1

I'm using the package org.apache.xml.security.c14nfor the canonicalization of XMLs. I use the following code:

private String CanonicalizeXML(String XML) throws InvalidCanonicalizerException, CanonicalizationException, ParserConfigurationException, IOException, SAXException {

    Canonicalizer canon = Canonicalizer.getInstance(Canonicalizer.ALGO_ID_C14N_OMIT_COMMENTS);
    return new String(canon.canonicalize(XML.getBytes()));
}

However, it doesn't seem to work as I expected, since it doesn't delete any non-necessary white spaces between elements.
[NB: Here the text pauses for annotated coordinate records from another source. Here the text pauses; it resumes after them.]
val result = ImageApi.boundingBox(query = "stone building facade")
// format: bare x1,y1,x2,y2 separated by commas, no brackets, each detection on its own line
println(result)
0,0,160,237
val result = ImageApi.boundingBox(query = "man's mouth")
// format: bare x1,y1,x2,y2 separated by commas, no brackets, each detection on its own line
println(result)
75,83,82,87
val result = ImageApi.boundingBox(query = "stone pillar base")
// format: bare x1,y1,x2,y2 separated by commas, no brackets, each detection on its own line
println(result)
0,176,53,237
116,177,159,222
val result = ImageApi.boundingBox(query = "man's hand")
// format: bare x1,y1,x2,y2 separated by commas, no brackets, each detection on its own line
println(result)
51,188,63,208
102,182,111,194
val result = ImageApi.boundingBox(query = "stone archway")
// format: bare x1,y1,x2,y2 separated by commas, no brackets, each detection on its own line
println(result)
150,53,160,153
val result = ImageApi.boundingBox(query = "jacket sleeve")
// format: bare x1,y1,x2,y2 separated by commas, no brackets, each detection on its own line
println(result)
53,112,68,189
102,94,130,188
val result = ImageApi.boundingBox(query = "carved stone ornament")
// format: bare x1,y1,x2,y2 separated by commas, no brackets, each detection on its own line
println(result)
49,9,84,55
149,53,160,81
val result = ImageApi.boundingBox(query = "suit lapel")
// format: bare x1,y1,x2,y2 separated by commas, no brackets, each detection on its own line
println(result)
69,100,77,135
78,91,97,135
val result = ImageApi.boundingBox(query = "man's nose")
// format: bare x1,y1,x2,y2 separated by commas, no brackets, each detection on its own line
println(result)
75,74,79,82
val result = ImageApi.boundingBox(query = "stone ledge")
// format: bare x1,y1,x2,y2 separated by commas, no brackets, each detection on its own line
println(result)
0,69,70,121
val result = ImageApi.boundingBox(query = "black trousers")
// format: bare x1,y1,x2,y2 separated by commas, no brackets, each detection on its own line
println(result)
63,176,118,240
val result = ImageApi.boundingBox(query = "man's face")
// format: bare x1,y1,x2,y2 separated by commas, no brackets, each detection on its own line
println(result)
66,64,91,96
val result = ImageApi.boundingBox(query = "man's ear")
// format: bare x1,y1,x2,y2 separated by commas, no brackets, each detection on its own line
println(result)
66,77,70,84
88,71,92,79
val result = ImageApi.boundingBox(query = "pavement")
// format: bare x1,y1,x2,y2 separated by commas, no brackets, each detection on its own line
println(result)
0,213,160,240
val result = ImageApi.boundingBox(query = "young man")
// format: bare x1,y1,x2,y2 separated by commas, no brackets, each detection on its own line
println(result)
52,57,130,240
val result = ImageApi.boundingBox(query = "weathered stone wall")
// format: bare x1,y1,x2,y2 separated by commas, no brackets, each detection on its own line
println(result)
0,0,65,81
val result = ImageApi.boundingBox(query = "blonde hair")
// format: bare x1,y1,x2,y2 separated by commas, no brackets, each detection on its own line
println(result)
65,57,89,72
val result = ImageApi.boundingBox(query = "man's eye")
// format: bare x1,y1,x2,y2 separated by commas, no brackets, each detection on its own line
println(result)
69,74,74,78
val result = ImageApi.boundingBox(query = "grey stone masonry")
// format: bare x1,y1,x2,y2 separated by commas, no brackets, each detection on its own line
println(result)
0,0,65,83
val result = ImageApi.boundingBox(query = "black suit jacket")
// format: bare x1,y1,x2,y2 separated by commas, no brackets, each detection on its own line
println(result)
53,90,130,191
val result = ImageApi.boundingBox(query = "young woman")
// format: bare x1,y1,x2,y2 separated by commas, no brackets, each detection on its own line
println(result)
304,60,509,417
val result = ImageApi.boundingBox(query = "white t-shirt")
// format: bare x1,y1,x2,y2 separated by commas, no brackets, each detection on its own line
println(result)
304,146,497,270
Do I do something wrong?

Thanks,

Ivan

Ivan
  • 495
  • 3
  • 9
  • 20

3 Answers3

2

I think it may be your expectation which is incorrect:

You don't say which version of XML Canonicalization, but both 1.0 and 1.1 say:

All whitespace in character content is retained (excluding characters removed during line feed normalization)

Chris Dickson
  • 11,964
  • 1
  • 39
  • 60
1

Is your xml document referencing a dtd or schema? Without one of those the parser has no way to know which whitespace is significant and so it has to preservere it.

Jörn Horstmann
  • 33,639
  • 11
  • 75
  • 118
  • Hmm... That explains a lot. I don't have a schema, but I will obviously have to create one. Or is there another way how to force it to delete whitespaces as they are irrelevant? Something like a very simple schema or something. – Ivan Feb 28 '11 at 11:56
0

The org.apache.xml.security.c14n does not remove whitespaces.

I resolved by setting setIgnoringBoundaryWhitespace = true on my SAXBuilder:

SAXBuilder builder = new SAXBuilder ();
builder.setIgnoringBoundaryWhitespace(true);
org.jdom2.Document doc = builder.build(is);
DOMOutputter out = new DOMOutputter();
Document docW3 = out.output(doc);
Gonzalo Gallotti
  • 2,413
  • 3
  • 23
  • 28